Reiteramos que o presente artigo não aspira a ter uma precisão acadêmica e não resultou de uma investigação exaustiva de arquivos. É, antes de mais nada, um primeiro esboço de uma problemática que, no futuro, poderá vir a ser objeto de uma história fundamentada em uma extensa pesquisa acadêmica.

É difícil dizer qual seria a contribuição mais importante de Betty Joseph porque todas as suas ideias estão interligadas. Joseph focava sua abordagem no que estava ocorrendo no aqui e agora da sessão e procurava discernir os convites inconscientes que o paciente fazia ao analista (através de identificações projetivas) para atuar certos papéis ou sentir certos sentimentos, com vistas a manter seu equilíbrio psíquico inalterado, e dessa forma impedir qualquer mudança psíquica de ocorrer.

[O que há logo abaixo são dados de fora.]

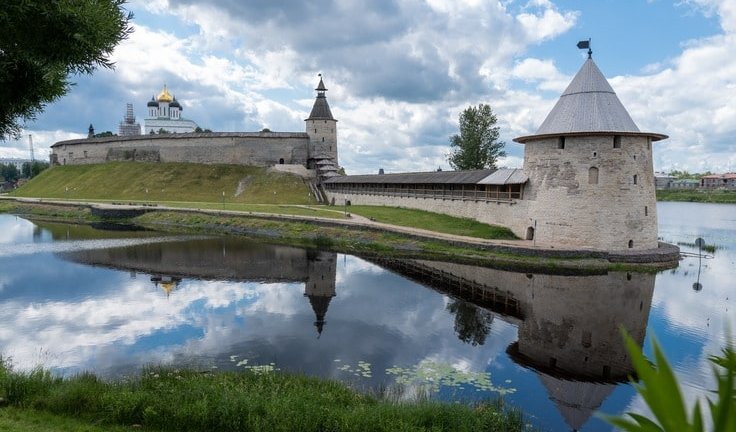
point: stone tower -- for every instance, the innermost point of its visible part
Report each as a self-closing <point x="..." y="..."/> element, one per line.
<point x="322" y="129"/>
<point x="591" y="179"/>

Estas projeções e a resposta do analista a elas podem ou não produzir uma mudança psíquica que desafia seu estado atual de equilíbrio psíquico, o que por sua vez nos permite observar como o passado é vivido no presente, reafirmando o caráter imediato da verdade psíquica. As primeiras contribuições publicadas de Betty Joseph datam do fim dos anos de 1950, mas pensamos que ela atinge o pico de sua singularidade na década de 1970.

Betty Joseph se inspirou - consciente ou inconscientemente, não importa - em vários temas presentes nas reuniões científicas, nos cursos ministrados no instituto de formação, além de, provavelmente, nas trocas pessoais, para desenvolver suas ideias e produzir seus trabalhos.

É difícil escolher um ponto de partida para situar a problemática à qual Betty Joseph responde com seus escritos e através da técnica que desenvolveu e que lhe é muito particular.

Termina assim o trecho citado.